The logical part of my brain knows they're not actually there. But thanks to the power of virtual reality, I feel like they actually exist.

This is the world of "Invasion," an animated VR short film by Baobab Studios. Founded by Maureen Fan, former Zynga vice president of games, and Eric Darnell, director of films like "Antz" and "Madagascar," the pair are passionate about VR as a storytelling medium.

"The first thing we do is look at how to tell that story in a way that can be staged for a viewer who's actually inside the story as well," Darnell told me as we sat in Baobab's offices in Redwood City, California, to discuss the making of the film.
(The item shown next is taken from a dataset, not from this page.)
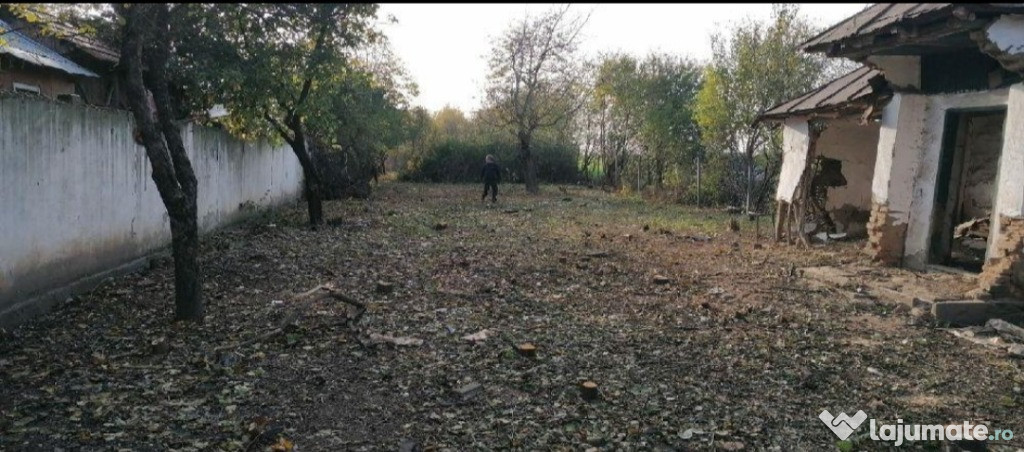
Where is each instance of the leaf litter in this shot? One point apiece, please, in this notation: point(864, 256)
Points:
point(384, 330)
As I put the headset on for the first time, Fan told me to look at my feet. I saw the bunny's body instead of my own -- I was part of the story too.

When the film's bunny protagonist appeared, she spotted me from a distance and hopped over to stare me in the eyes. "On the more advanced headsets that track your position through space, she will actually track you as you move around," said Darnell. "This is much more powerful than I ever anticipated."

Making a VR animation

Live action VR is filmed using a 360-degree camera array. This can be made up of multiple cameras in the case of the GoPro Omni, or a single camera with multiple lenses in the case of the Nokia Ozo. Footage then needs to be stitched together in post-processing to create the final 360 video.

In animated VR, the Baobab team uses an imaginary camera that "films" everything at the same time, so no stitching is required. The entire world can be generated in every single frame, but the viewer only needs to sees what's in their point of view so that's loaded in the headset.

"There's no reason why a viewer couldn't look up and watch the clouds roll by for the entirety of this piece," said Darnell, "so we need to do things to help the viewer know where they should be looking."

Spatialized audio helps direct the viewer's attention, but visual cues are also important too. For example, after spotting the viewer and making eye contact, Chloe -- the fuzzy main character -- looks off screen which prompts the viewer to turn and look at what she's seeing.

Darnell and Fan discuss more of the making of the film in the video above.

You can watch "Invasion" on Oculus Rift, HTC Vive or Samsung Gear VR, with more platforms coming soon. Baobab plans to release additional episodes in the series.